Introduction: Trastuzumab resistance is a major obstacle encountered in human epidermal growth factor receptor 2 (HER2)-positive breast cancer therapy. Long non-coding RNAs (lncRNAs) have been confirmed to play important roles in both tumorigenesis and tumor development. However, whether lncRNAs are associated with trastuzumab resistance is not yet clear.
Subjects and methods: We evaluated trastuzumab sensitivity in breast cancer cell lines, SKBR3, HCC1954, and MDA-MB-231. We also evaluated H19 expression in these cell lines after treatment with different trastuzumab concentrations. Besides, H19 was downregulated to investigate its role in cell viability and trastuzumab sensitivity and a trastuzumab resistance cell line was cultured to verify the effect of H19 in trastuzumab resistance. Forty-eight HER2-positive breast cancer patients treated with trastuzumab in the first-line setting were selected retrospectively to explore the relationship between H19 expression and tumor-node-metastasis (TNM) stage as well as trastuzumab resistance.
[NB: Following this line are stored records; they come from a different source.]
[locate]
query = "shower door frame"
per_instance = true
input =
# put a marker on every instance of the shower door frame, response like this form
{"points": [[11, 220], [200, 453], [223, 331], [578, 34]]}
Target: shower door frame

Results: H19 is a trastuzumab-responsive lncRNA and its expression was upregulated in a trastuzumab-resistant breast cancer cell. Downregulation of H19 restored the sensitivity of trastuzumab-resistant cells to this drug. The expression of H19 significantly correlated with TNM stage. Patients with higher expression of H19 showed an evidently shorter progression-free survival than those with low H19 expression. H19 overexpression was negatively correlated to the trastuzumab-therapy response.
Conclusions: Our results provide evidence for the H19-mediated regulation of trastuzumab resistance in HER2-positive breast cancer cells. H19 could act as a potential predictive biomarker for HER2-positive breast cancer patients, and downregulation of H19 could reverse trastuzumab resistance and enhance the inhibitory function of this drug.
Keywords: Breast cancer; H19; human epidermal growth factor receptor 2; resistance; trastuzumab.